Upgrade Your Drupal Skills

We trained 1,000+ Drupal Developers over the last decade.

See Advanced Courses NAH, I know Enough

Riding the Semweb: the Toneelstof case

Parent Feed: 

Riding the semweb

A few weeks back, we blogged about the Semantic Web and how it will gain more importance in day-to-day life. We've seen how the lack of easy-to-use tools to leverage its power is keeping it from becoming mainstream and saw how Drupal fits in the story. And so Krimson, in an effort to bring the semweb in Drupal, takes part in a Flemish government-sponsored research project called Archipel.

Archipel is a consortium of private and public stakeholders: sociocultural entities, academic institutions and private enterprises. It's a research project that runs over two years and is sponsored by IWT (Government agency for Innovation by Science and Technology) Its main goal is to create a common platform which facilitates the exchange of data in an open and transparent fashion between large repositories that contain digitized audiovisual heritage.
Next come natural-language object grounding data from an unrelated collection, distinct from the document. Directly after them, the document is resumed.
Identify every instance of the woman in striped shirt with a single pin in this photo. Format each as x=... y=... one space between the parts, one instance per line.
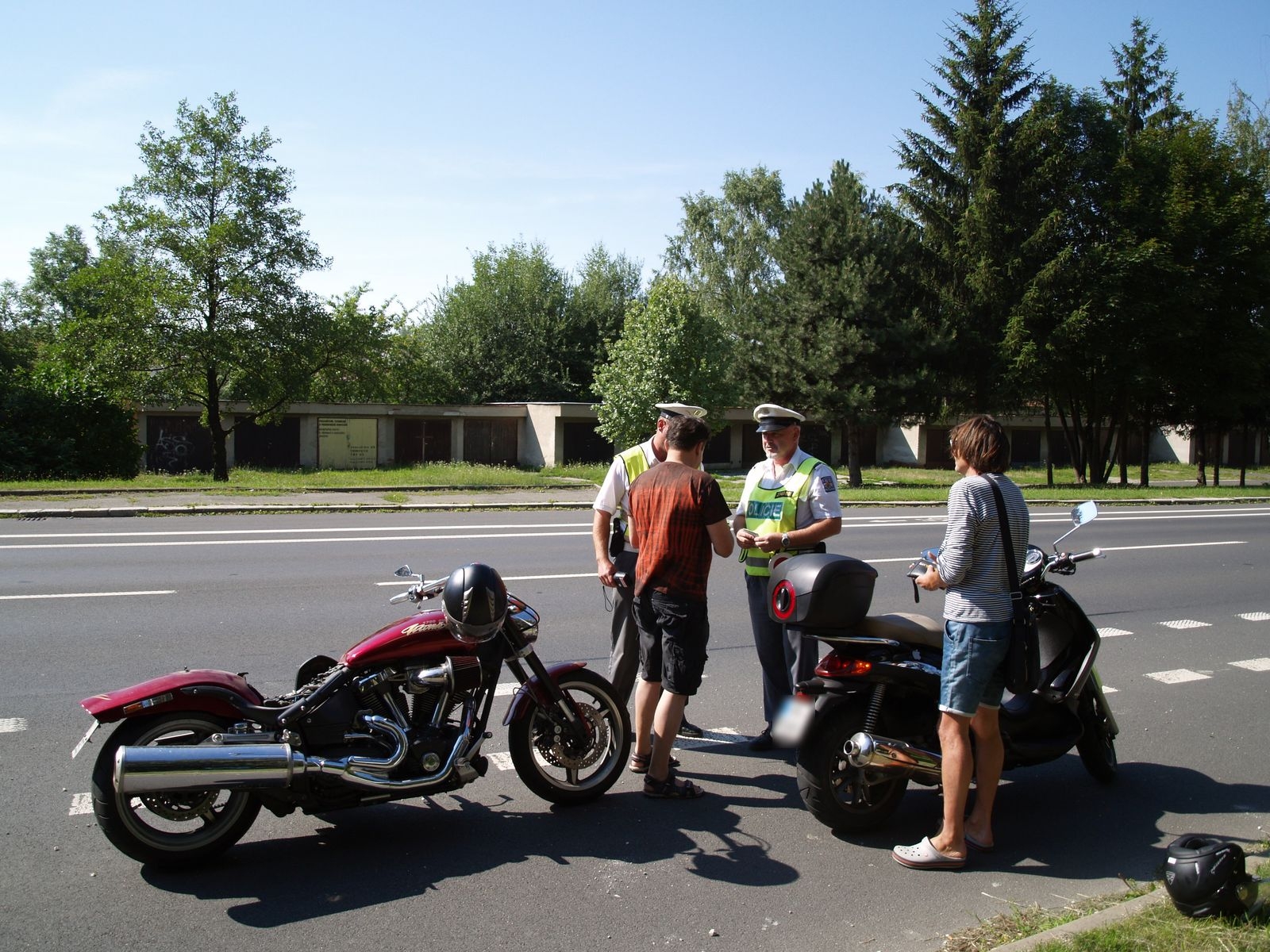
x=978 y=621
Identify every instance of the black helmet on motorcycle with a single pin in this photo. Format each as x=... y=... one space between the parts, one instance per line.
x=1206 y=876
x=474 y=602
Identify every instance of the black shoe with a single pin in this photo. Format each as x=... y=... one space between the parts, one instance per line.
x=764 y=742
x=690 y=730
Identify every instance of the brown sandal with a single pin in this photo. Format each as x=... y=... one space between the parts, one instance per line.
x=639 y=763
x=672 y=789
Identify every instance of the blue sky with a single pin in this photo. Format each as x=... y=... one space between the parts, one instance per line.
x=422 y=132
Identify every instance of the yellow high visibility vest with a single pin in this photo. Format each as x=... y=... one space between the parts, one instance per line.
x=774 y=511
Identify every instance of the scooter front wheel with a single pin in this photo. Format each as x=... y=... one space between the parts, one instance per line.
x=173 y=828
x=1096 y=746
x=845 y=799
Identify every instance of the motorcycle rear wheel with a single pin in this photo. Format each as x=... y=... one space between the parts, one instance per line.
x=177 y=828
x=1096 y=746
x=559 y=772
x=841 y=797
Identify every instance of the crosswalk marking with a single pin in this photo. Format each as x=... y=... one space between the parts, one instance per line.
x=1113 y=632
x=1179 y=676
x=1254 y=664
The project relies on concepts and technologies taken from the semantic web: Linked open data, RDF, SPARQL, OAI-PMH harvesting...

Krimson has been engaged as a technical partner. Our role is to realize a series of project sites that interact with a common open data layer. These sites are real use cases with hard functional requirements issued by other partners that act as 'clients' within the Archipel project. This approach allows us to test Drupal modules that support semantic technologies, discover gaps and give feedback to their maintainers.

As the project has almost rounded its first year and parts of the platform are slowly becoming functional, Krimson also met the core goals of its first project case.

The Toneelstof case

Our first client, VTi (Vlaams Theater Instuut / Institute for the professional performing arts in Flanders), runs a successful project, called Toneelstof, that documents the history of the performing arts in the Low Countries. Over the past years, the main deliverable of Toneelstof were sets of DVD's containing archived interviews with important players (directors, actors, producers, writers,...) and other historical documents (videoclips from plays,...) VTi plays a double role: acting as a provider, their holdings are opened up through the Archipel platform. As a consumer, the Toneelstof site reuses data stored in the shared open layer.

Our other partners, Inuits and IBBT (Interdisciplinary institute for BroadBand Technology), created an environment allowing easy ingest of objects by VTi. Objects are harvested via the OAI-PMH protocol and stored in a central triple store. The objects consist of an archival copy and dissemination copies in different web accessible formats. Metadata is mapped to Dublin Core. The triple store features a SPARQL endpoint through which data is made available to the outside world. Krimson is to build a website for the Toneelstof case that can connect with the SPARQL endpoint, launch a SPARQL query, retrieve video clips and their accompanying metadata and present them to the end user in an usable and accessible way.

The website itself isn't ready for release yet, but we've made a screencast of the current state of things:

Support for Semantic webtechnology is a fast evolving domain within the Drupal ecosystem. There are no production-ready modules available off the shelf. So our options were limited. We could have build our own custom solution but that would entail several drawbacks.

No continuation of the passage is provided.